I encourage you this Thanksgiving to invest in drawing forth stories from those with whom you gather. Get curious about who each person is, what life has been like for them and what has formed the way they see the world today. Ask them about defining moments in their lives, who have been important mentors to them along the way and what they wish they had known that they had to learn the hard way. Be an active and engaged listener, allowing yourself to step into the world as they see it and have known it, recognizing it is by definition different from your own. Listening deeply and compassionately to the stories of others helps us to understand them better, and provides opportunities to learn and grow from their experiences.
It is also quite possible this holiday week is leaving you feeling lonely, whether you are alone or with others. You may be painfully aware of someone’s absence and a heaviness in your heart, knowing you are trying to celebrate with sorrow draped over your shoulders. If so, I encourage you to take the time to enter into your shared stories as well. Whether on your own or with others, take the time to go back through your memories with care and intention, truly savoring them. Sometimes I think we race past memories rather than entering into them fully, allowing ourselves to recall sound and smell and taste and to feel all that they held that first time.

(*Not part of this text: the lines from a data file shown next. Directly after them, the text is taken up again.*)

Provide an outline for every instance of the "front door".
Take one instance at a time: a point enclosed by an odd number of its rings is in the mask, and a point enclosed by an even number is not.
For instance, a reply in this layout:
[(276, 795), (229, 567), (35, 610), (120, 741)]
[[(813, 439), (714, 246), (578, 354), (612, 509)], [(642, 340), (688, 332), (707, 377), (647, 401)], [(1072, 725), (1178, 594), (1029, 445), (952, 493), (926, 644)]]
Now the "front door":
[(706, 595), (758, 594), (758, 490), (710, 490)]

As this long weekend concludes, we will enter into Advent. Once again we will spend the next year hearing the stories of our spiritual family, this time primarily through the lens of Matthew and his community of Jesus followers. When we take the time to enter in to the stories of the bible, we hear how those who have gone before have made meaning of the stories they inherited and integrated them with their own life experiences. I hope this year we can enter into those stories in a new way as well.
I hope you will have the opportunity to see the essence of another, and to allow yourself to be seen. If you do cultivate and hear stories throughout this weekend, I hope that you will take a moment to capture some of them either through a recording or by writing down what you remember. I would love to hear them!
Happy Thanksgiving. I am grateful for you. And I hope to see you Sunday.